Now we know that the firearm does not belong to Ducharme but in all likelihood belong to his boat captain. The police also confirmed that “weapon was lawfully licensed to an unnamed individual who had arrived in the Cayman Islands from the United States on Ducharme’s boat”. This information is incredibly helpful. However, it leaves many more questions unanswered.
As CNS shared, they received a short response to their questions. The unanswered questions in our minds remain as follows:
- Who does the firearm belong to?
- Why have no subsequent arrests been made?
- What caliber firearm is it?
- What amount of ammunition was found?
- What date was the firearm found at the location?
- Is the firearm registered in this jurisdiction? If not, what jurisdiction is it registered in?
- If registered, why does the RCIPS alleged to still have the firearm?
- Was the firearm ever declared upon entry to the Cayman Islands?
- Is it legally permissible for someone to have a firearm in their home/possession that is not registered to them and they do not have a gun license?
- Has anyone else been arrested in relation to this firearm
Stating that a firearm is registered but being unwilling to state that it is registered in the Cayman Islands appears deceptive. A firearm licensed elsewhere does not make it licensed in this jurisdiction. In fact, we have very strict criteria about the storage and handling of firearms which appear to have not been followed in this case.
We know that the strict gun laws in the Cayman Islands would normally cover a firearm being in someone’s possession as one offense and ownership is a completely separate issue. For example, the other examples of police having arrested visitors with firearms made it very clear that a firearm lawfully registered in the USA would not absolve one from the laws of this country. There’s no logical reason why the gun would have been registered here since it was transported from a private jet to a private home.
CMR sources indicate the gun was never declared to customs. Is that not an offense as well?

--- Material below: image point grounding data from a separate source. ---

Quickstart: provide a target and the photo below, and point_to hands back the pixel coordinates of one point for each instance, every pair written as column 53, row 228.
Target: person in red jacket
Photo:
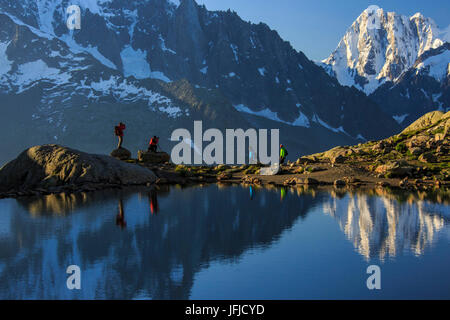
column 153, row 145
column 118, row 130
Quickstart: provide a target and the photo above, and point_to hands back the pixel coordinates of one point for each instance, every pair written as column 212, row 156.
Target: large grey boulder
column 51, row 166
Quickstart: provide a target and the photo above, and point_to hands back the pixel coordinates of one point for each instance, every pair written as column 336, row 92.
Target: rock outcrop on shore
column 53, row 167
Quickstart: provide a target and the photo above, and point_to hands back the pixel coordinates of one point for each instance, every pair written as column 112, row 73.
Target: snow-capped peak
column 381, row 45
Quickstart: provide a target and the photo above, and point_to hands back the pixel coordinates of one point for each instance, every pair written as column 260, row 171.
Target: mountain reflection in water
column 138, row 243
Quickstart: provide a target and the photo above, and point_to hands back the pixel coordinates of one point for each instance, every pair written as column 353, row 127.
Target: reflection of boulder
column 51, row 166
column 153, row 157
column 121, row 154
column 154, row 257
column 383, row 226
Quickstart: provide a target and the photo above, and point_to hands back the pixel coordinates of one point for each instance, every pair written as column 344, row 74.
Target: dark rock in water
column 49, row 166
column 153, row 157
column 121, row 154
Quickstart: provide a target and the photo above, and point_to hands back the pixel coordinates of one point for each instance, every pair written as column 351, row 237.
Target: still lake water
column 217, row 242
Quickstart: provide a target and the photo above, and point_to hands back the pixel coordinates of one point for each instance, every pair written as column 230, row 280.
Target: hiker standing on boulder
column 153, row 145
column 283, row 154
column 118, row 131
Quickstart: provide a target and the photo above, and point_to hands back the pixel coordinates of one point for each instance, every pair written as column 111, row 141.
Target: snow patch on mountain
column 135, row 63
column 340, row 129
column 400, row 118
column 380, row 46
column 5, row 64
column 76, row 48
column 436, row 66
column 262, row 71
column 30, row 72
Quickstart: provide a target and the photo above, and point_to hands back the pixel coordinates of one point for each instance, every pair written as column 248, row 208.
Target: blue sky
column 316, row 26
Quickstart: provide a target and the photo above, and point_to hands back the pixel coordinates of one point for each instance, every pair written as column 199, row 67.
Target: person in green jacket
column 283, row 154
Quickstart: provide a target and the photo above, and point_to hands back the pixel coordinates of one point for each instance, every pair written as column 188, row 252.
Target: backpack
column 117, row 130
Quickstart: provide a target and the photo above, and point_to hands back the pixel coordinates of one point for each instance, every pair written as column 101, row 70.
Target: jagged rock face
column 423, row 88
column 380, row 46
column 122, row 45
column 52, row 166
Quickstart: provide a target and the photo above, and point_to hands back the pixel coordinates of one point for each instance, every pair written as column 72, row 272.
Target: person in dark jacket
column 118, row 130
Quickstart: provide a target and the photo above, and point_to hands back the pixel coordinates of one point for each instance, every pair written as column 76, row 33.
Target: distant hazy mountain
column 127, row 60
column 379, row 46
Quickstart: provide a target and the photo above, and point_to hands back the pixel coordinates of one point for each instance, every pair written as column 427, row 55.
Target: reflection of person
column 153, row 145
column 120, row 218
column 153, row 202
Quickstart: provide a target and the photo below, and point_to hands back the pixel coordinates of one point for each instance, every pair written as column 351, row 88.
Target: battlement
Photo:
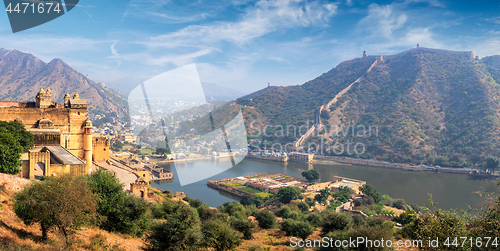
column 466, row 54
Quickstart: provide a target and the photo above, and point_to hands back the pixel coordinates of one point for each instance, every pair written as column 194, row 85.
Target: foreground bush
column 65, row 202
column 120, row 212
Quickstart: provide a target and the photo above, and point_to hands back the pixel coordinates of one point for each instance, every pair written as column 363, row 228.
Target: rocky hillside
column 22, row 75
column 423, row 105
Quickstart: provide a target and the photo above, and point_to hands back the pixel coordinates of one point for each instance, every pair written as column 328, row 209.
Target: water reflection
column 449, row 191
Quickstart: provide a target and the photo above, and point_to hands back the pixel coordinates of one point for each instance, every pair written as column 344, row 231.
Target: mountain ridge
column 430, row 106
column 22, row 75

The captain of the boat on which the gun originated has been on the island at least on three other occasions since the weapon was found. Has he been arrested? Is he being charged with any offenses?
CMR has submitted a serious of questions to the RCIPS on the matter which they have refused to answer. So we have only been left with the ability to ask questions and further speculate as to what truly transpired. The people of the Cayman Islands deserve complete and full transparency; especially from the RCIPS and DPPs offices.